Perhaps Paul Ceglia was over-ambitious when he proposed he had a right to 84 percent of Facebook, as he claimed to have made a contract with Facebook’s founder, Mark Zuckerberg, that gave him such a slice of the $178 billion dollar pie due to a $1,000 contract supposedly given as a startup cost. Facebook has consistently denied any such contract exists, and the case was dismissed. Now Zuckerberg will testify against Ceglia for faking evidence, a charge he pleaded not guilty to.
This November the Manhattan federal court trying this case charged Ceglia with fabricating the contract, destroying evidence, and creating fake e-mails. Ceglia, for his part, has attempted to subpoena Zuckerburg’s emails and documents from 2003 and 2004, including Zuckerberg’s undergraduate records at Harvard, a wide-sweeping set of documents.

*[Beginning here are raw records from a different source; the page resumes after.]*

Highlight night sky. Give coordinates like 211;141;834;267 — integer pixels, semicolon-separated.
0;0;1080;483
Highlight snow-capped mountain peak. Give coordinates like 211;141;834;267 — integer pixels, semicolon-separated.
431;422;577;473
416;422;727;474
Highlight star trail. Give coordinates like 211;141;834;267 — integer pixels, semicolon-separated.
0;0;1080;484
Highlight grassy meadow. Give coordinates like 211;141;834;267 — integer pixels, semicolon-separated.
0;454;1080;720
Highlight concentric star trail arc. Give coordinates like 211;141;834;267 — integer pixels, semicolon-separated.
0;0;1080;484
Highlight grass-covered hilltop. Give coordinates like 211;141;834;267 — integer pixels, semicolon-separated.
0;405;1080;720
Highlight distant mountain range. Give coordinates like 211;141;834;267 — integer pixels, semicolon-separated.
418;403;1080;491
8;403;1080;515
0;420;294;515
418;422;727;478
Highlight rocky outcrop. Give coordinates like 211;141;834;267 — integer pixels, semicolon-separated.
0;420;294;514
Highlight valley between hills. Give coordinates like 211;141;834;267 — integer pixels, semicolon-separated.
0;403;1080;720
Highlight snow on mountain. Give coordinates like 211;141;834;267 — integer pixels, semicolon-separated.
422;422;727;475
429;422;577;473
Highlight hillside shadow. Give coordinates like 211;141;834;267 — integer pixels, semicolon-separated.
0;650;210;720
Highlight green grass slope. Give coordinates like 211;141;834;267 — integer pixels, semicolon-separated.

“The requests as drafted are nothing more than a fishing expedition which could reveal information that could be potentially embarrassing to Mr. Zuckerberg and others,” said Assistant U.S. Attorney Christopher Frey to the judge hoping the judge would reject the request.

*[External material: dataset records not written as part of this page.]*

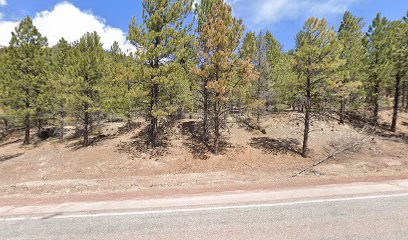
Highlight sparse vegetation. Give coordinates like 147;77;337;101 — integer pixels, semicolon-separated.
0;0;408;201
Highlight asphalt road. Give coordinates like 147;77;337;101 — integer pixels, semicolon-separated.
0;183;408;240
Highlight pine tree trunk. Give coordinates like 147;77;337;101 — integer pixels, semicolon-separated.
60;106;65;142
214;94;220;155
340;98;346;124
126;113;132;131
23;99;31;145
302;77;312;158
150;84;159;147
391;71;401;132
203;81;209;141
371;81;380;126
3;118;9;136
401;82;406;109
405;85;408;112
83;103;90;147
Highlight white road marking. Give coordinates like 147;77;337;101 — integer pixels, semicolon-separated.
0;193;408;222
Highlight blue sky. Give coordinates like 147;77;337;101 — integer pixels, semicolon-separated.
0;0;408;49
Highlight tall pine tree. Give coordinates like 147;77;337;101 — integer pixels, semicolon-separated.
4;17;47;144
336;12;366;124
128;0;193;147
291;18;342;157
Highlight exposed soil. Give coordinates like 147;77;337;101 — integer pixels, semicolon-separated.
0;111;408;205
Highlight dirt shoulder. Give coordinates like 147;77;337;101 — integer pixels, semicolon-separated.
0;112;408;205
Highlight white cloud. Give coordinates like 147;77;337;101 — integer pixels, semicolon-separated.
0;2;134;51
227;0;358;25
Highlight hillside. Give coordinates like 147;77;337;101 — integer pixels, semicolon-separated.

And reject it he did. As part of their last legal squabble, 1,460 pages of emails between Ceglia’s company StreetFax.com and Zuckerberg were presented. Ceglia’s lawyer, David Patton, said that being denied even more documents was “fundamentally unfair,” but at Tuesday’s hearing, judge Andrew Carter called the request for Zuckerberg’s mobile phone and email records overly broad.
What is certain is that Zuckerberg will serve as a key witness against Ceglia.

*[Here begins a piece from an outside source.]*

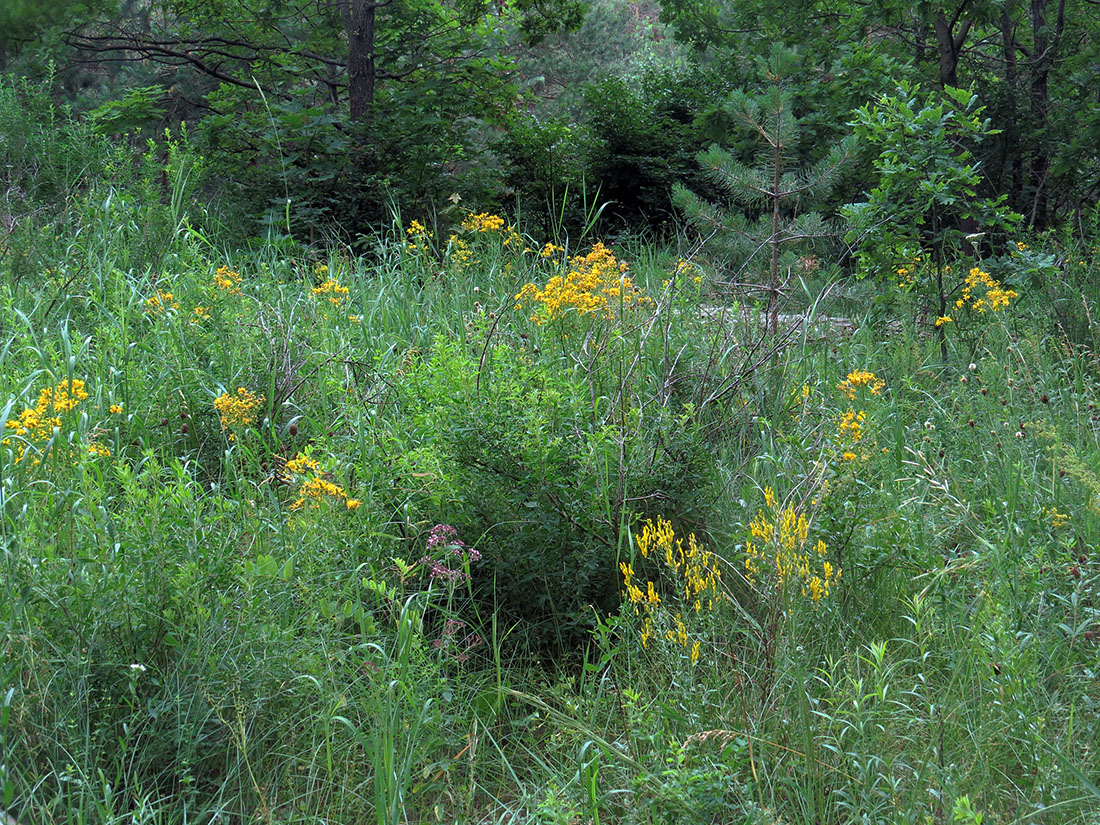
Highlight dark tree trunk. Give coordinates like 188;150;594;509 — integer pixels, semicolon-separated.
932;9;974;88
1000;8;1024;208
1030;0;1066;229
342;0;380;122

“It’s a witness [Zuckerberg] that the government 100 percent knows it will be calling to trial,” said Christopher Frey at a court hearing, as reported by theguardian.com.
Certainly Alexander Southwell, a lawyer for Zuckerberg, was right on when he said the haughty subpoena was a request that “only seems to harass our clients who are the victim here.” But then, Ceglia may be feeling desperate. He faces up to 20 years in prison if he is proven guilty of mail or wire fraud.